Jangan (sampai) Salah Kaprah
Berikutnya, mari kembali pada judul artikel saya di atas: Moderasi Beragama, Jangan Sampai Salah Kaprah. Judul yang cukup provokatif tersebut bagi saya penting agar kita tidak hanya secara legawa mengimplementasikan narasi-narasi sejuk moderasi beragama, tetapi mampu menarik pukulan guna merumuskan pertanyaan-pertanyaan penting demi penyempurnaan narasi resolutif tersebut. Apakah resolusi moderasi beragama, misalnya, bisa secara salah kaprah diartikan? atau Mengapa reolusi moderasi beragama bisa salah kaprah atau pada aspek-aspek manakah resolusi moderasi beragama tersebut bisa saja salah kaprah atau keliru?
Pertama-tama, perlu ditekankan bahwa gagasan “moderasi beragama”, walau tampak sebagai jargon sederhana sesungguhnya berisikan muatan teoretis besar serentak abstrak yang tidak langsung final dan siap pakai (taken for granted) kalau diaplikasikan. Soal pertama yang muncul adalah seputar/terkait term moderasi itu sendiri bapa. Pada bagian sebelumnya, dijelaskan bahwa moderasi berarti berada di tengah-tengah atau moderat. Term ini kalau tidak jeli dipahami bisa dimengerti sebagai posisi netral atau pas di tengah-tengah tanpa ada keberpihakan yang jelas.
Netral dalam konteks dunia ilmiah – akademis dapat dipersepsi sebagai wilayah free value juga dipahami sebagai bebas nilai. Dalam sejarah seringkali sikap netral atau di tengah- ini berbahaya karena bisa berarti upaya mendiamkan persoalan dan usaha melepaskan diri dari tanggung jawab moral, sosial dan intelektual atas persoalan bersama. Secara ilmiah sikap bebas nilai seringkali dikritik sebagai sikap bungkam serentak persetujuan atau dukungan terhadap sesuatu, kendatipun yang didukung tersebut adalah sesuatu yang jahat atau keliru. Dalam sejarah, banyak kritik atau protes diarahkan terhadap agama dan kelompok akademisi-intelektual karena keteguhan institusi-institusi tersebut dalam mempertahankan sikap bebas nilai atau netral atau di tengah-tengah.

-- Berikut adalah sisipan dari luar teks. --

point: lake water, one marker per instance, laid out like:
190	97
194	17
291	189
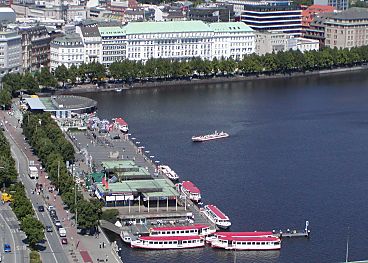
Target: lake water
297	151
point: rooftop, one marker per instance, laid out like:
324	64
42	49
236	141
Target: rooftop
163	27
230	27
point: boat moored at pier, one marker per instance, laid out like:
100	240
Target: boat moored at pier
230	242
193	230
168	242
217	216
168	172
214	136
190	190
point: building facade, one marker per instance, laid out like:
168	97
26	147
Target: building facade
10	53
92	42
232	40
337	4
287	19
35	47
270	42
67	50
347	29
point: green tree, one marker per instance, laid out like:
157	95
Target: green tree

Padahal patut dicatat bahwa di hadapan situasi atau kondisi tertentu justru agama dituntut untuk tidak netral atau hanya berada di tengah-tengah saja. Ketika berhadapan dengan penderitaan atau persoalan-persoalan kemanusiaan kronis, agama tidak bisa hanya berada di posisi tengah tengah saja. Agama hanya bisa menutrisi kemanusiaan justru ketika agama punya posisi atau opsi keberpihakan yang jelas, dalam hal ini tentu pada korban atau kelompok yang rentan. Sebagai contoh Gereja Katolik di Flores umpamanya tidak bersikap netral saat berhadapan dengan sergapan usaha-usaha ekstraktif eksploitatif yang mengorbankan banyak orang seperti pertambangan dan pariwisata.
Kedua, moderasi beragama juga tidak cukup dijelaskan dalam bangunan narasi aksentuatif seperti yang “tidak berlebih-lebihan” sekaligus yang tidak “kekurang-kurangan”. Moderasi beragama tentu tidak bisa dibaca sebagai dekadensi atau bahkan permisivitas dalam beragama. Namun, mereka-reka bangunan proporsional antara aspek yang excessive dan anomali dalam ekspresi hidup keagamaan seseorang adalah soal lain yang patut dijawab. Bagaimana misalnya membayangkan suatu standar hegemonik untuk bisa memilah mana wilayah pokok agama yang harus dibela secara teguh, dan mana wilayah tafsir ajaran agama yang terbuka bagi perbedaan interpretatif. Dengan kata lain resolusi moderasi beragama, justru bisa beraroma elitis apabila tidak memperhitungkan marginalitas pemahaman agama umatnya.
Ketiga, dijelaskan bahwa aspek yang dimoderasi adalah ekspresi hidup beragama dan bukan agamanya. Ini juga konsep yang bagus tapi juga abstrak yang perlu secara hati-hati dibaca atau ditelaah. Bagaimanapun juga aspek yang keluar atau kelihatan (hidup atau ekspresi beragama seseorang) adalah ekspresi atau cerminan dari isi iman atau pemahaman beragamanya. Seorang fundamentalis religius yang berwatak ideolog misalnya akan susah menerima atau bahkan akan mengganggap resolusi moderasi beragama sebagai ancaman atau pendobrak kemapanan. Berhadapan dengan kelompok aliran agama atau denominasi religius ekstrimis, membayangkan sebuah arena diskursus atau transfer pengetahuan secara terbuka tampaknya sulit.
Moderasi beragama dengannya tidak bisa dihomogenisasi atau disosialisasikan sebagai narasi bersama yang sifatnya holistik dan serempak kepada masyarakiat tanpa memperhitungkan aspek-aspek khusus di atas. Dengan kata lain, moderasi beragama bisa saja kehilangan ruh-nya apabila tidak memperhitungkan aspek komunikan atau audience dengan pelbagai latar belakang sosial, keagenan, pendidikan, kepentingan, dsb.
Ke-empat, dalam kaitan dengan poin ketiga penting juga bagi kita membedakan term ekstrem yang berarti berlebihan-lebihan dengan term radikal atau mengakar. Seringkali orang menyamakan begitu saja istilah ekstrem dan radikal. Justru setiap umat beragama didorong untuk semakin berakar atau radikal dengan ajaran agamanya yang berarti memahami ajaran agamanya masing-masing secara fundamental dan utuh.